FTK Imager is a free tool offered by AccessData, available at https://accessdata.com/product-download/ftk-imager-version-4.2.0, which allows you to mount the forensic image.

Image mounting allows you to mount a forensic image as a drive or physical device. Your viewing is in read-only mode. You will find many benefits to mounting a forensic image, such as using the file explorer to view it as if it were a device attached to the computer. In addition, you can natively view different file types, use antivirus against the forensic image, share the mounted forensic image over a network, and copy files from the mounted forensic image.

We will now cover how to mount a forensic image with FTK Imager in the following exercise:

1. To mount a forensic image in FTK Imager, you need to select the File menu and then select Image Mounting… from the menu, as in the following screenshot:

Figure 2.12: Image mounting

2. It will then present you with the Mount Image to Drive menu:

Figure 2.13: Mount the image

In the dialog box, you will have to select the forensic image you want to mount. If this is a segmented forensic, you only need to point it at the first segment:

• Mount Type: You have a choice of Physical & Logical, just Physical, or just Logical. If you select Physical & Logical, the software will mount the forensic image as a physical device and mount any logical partitions.
• Drive Letter: This is where you want to see the forensic image. In the previous figure, it shows that the next available drive letter is M. You can select any open drive letter you desire.
• Mount Method: You have the following choices:
  • Block Device / Read Only: This will read the device as a block device, which means a Windows application that performs physical name querying can view the mounted device.
  • Block Device / Writable: No changes are made to the original evidence. It will save any changes you attempt to make in a cache file.
  • File System / Read-Only: The device as a read-only device that someone can view using Windows Explorer.

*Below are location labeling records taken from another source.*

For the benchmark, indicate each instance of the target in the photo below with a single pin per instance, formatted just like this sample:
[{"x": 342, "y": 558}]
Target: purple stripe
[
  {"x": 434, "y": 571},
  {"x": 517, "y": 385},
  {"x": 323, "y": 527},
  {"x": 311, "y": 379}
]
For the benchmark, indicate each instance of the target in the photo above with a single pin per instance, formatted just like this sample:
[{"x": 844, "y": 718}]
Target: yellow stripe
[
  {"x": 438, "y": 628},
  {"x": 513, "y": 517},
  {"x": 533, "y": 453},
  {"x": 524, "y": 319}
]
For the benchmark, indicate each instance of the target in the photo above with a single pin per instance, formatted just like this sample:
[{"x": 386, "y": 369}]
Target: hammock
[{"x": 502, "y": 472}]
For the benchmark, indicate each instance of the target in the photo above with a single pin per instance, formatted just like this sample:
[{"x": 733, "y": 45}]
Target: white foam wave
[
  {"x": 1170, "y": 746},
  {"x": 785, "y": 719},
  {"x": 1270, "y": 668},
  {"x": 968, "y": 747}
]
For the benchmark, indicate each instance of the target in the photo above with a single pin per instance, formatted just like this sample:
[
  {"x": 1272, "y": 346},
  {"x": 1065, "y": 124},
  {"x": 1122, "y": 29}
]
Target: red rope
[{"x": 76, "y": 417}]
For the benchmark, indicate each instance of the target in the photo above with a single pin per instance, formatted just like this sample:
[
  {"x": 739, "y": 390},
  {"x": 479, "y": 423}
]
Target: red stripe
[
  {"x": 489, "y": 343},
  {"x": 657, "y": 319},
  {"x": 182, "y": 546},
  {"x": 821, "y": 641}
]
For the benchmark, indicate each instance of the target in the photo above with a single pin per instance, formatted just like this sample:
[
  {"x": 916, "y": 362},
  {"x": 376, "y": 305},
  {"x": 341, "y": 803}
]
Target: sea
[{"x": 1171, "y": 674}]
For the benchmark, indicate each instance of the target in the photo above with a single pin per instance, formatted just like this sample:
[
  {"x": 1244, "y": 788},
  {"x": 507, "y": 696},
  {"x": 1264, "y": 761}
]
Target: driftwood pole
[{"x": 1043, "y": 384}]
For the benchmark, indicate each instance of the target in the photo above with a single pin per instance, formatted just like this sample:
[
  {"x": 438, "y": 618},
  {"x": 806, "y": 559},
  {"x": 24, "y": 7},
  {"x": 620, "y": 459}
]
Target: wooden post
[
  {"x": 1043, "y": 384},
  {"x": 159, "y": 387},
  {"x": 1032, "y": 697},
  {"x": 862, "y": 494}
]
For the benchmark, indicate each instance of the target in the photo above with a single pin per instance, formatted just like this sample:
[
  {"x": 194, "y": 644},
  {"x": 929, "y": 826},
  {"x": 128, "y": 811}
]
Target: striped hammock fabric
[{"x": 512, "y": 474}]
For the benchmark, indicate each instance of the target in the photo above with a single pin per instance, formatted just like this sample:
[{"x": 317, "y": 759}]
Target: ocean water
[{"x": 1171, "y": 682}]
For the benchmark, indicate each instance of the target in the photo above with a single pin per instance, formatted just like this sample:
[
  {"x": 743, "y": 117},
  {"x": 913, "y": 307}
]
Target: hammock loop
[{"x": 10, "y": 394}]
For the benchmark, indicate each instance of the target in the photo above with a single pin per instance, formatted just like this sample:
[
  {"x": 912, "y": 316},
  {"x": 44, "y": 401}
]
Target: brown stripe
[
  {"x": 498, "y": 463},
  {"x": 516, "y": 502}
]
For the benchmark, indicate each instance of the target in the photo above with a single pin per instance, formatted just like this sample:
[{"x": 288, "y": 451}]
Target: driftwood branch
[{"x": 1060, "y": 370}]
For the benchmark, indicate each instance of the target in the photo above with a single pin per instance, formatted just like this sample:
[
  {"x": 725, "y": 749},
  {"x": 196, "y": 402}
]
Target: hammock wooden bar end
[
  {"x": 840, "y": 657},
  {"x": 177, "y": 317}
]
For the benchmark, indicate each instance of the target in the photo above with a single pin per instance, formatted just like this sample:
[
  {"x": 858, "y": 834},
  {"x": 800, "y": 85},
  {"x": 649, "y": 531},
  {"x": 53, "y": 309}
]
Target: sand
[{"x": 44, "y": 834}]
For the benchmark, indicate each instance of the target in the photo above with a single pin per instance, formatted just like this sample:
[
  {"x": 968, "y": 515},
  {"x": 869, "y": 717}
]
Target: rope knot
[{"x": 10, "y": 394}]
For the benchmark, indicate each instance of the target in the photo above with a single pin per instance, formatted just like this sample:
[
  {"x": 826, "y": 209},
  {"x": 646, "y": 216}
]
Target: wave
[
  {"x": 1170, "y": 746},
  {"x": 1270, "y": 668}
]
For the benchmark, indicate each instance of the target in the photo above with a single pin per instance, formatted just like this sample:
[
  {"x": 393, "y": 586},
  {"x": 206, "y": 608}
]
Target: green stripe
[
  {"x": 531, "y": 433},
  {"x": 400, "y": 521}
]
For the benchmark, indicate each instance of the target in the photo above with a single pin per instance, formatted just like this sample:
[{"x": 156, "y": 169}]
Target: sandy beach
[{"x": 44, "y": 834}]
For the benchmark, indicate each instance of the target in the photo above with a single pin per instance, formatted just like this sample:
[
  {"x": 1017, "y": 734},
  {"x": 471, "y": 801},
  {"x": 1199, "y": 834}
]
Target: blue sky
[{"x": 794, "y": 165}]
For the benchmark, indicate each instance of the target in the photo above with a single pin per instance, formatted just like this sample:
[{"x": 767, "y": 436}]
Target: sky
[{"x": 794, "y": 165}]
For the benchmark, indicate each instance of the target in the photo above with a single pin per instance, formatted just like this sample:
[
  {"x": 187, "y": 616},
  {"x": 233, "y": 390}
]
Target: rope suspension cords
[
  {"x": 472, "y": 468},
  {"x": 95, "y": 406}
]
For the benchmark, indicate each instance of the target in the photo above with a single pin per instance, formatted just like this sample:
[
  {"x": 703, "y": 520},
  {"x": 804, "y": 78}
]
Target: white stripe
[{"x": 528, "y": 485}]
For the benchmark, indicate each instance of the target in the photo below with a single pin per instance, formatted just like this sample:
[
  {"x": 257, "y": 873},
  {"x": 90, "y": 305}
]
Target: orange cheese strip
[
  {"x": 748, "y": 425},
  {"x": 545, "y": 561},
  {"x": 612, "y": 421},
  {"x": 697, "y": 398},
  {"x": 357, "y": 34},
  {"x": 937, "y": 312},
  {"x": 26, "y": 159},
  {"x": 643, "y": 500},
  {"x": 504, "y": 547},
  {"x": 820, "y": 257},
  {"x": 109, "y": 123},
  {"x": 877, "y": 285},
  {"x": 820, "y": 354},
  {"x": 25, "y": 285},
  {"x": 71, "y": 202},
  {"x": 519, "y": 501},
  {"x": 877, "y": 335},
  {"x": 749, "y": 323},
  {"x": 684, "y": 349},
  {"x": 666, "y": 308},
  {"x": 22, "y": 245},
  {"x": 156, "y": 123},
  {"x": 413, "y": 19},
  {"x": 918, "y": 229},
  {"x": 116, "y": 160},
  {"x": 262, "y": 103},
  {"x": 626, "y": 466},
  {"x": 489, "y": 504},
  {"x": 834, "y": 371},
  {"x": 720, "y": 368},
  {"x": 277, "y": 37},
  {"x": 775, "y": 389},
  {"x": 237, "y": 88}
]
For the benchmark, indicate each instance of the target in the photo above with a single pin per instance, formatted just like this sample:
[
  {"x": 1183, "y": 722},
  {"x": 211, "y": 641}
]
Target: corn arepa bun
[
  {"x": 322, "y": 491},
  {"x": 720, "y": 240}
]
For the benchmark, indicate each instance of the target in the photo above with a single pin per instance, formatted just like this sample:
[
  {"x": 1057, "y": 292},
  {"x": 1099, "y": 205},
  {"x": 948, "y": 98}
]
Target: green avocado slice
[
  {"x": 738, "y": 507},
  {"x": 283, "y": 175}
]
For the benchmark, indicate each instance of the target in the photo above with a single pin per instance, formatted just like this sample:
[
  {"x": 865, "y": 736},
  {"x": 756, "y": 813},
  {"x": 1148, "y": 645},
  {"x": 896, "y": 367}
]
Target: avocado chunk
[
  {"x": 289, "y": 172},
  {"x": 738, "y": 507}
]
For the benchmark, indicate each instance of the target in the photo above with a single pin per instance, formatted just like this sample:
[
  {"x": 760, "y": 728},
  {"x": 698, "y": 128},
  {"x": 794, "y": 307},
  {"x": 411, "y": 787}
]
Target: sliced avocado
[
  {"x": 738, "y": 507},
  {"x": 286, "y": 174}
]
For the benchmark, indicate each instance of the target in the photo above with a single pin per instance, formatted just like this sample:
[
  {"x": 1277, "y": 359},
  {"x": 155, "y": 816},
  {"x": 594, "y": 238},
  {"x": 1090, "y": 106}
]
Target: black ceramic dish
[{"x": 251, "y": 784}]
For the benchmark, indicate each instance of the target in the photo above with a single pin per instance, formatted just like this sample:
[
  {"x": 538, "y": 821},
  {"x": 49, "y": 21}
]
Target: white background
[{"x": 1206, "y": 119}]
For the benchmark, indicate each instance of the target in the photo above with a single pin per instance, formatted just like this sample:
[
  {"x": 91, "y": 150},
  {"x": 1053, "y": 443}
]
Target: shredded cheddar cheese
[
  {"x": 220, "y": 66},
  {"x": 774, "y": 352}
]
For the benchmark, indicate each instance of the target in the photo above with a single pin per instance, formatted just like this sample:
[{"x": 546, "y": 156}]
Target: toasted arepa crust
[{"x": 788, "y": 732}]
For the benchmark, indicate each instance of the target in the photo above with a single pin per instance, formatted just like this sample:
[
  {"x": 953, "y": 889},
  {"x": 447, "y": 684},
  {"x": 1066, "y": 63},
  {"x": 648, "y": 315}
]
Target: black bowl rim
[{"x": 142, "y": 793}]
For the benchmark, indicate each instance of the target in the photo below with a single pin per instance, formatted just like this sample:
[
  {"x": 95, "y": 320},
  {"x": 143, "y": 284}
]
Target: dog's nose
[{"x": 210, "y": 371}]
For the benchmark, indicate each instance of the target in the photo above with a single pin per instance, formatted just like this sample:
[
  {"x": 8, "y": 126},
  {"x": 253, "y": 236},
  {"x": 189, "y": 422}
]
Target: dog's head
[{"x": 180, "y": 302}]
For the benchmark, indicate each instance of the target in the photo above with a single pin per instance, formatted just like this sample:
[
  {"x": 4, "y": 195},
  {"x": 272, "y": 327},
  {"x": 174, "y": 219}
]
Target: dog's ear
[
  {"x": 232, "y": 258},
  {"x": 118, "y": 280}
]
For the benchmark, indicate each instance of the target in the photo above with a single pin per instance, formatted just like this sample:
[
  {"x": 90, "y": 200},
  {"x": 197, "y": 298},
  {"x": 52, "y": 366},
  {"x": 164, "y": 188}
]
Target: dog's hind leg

In the following screenshot, you can see we have mounted a forensic image and the forensic image has partitions in it:

Figure 2.14: A mounted image

The system has mounted the partitions as drive M and drive P. Now, you can run the antivirus of your choice against those volumes to see whether they have installed any malware.

If malware has been installed, that is still not an alibi for the suspect. Determine whether the found malware can do the actions the suspect claims. I have investigated many illicit images investigations where the accused claims the malware downloaded the images. I have yet to find any malware that searches, finds, downloads, and sorts by content the illicit images found on a subject’s computer. You still must analyze the content to determine the context of the digital evidence.

Now, you can begin your analysis of the filesystem and operating system. We will discuss the specific artifacts in the rest of this book. The OS is in place to communicate between the applications and the hardware. Some common operating systems are Microsoft Windows, Macintosh, and Linux. Almost every action conducted within an OS, whether user- or machine-generated, will leave a footprint somewhere within the OS. You want to analyze these artifacts controlled by the OS to determine whether the user committed any wrongdoing.

A filesystem is the storage mechanism for the data. A filesystem is independent of the OS. The filesystem tracks where the data is stored and what space is available. There are many filesystems, such as NTFS, HFS+, FAT 32 and Ext 4. Some formats are compatible with multiple operating systems, and some are not. For example, NTFS is utilized by Microsoft Windows as the filesystem of choice.

Once we are sure there is no malware on the system, we can then move on to report the investigation findings.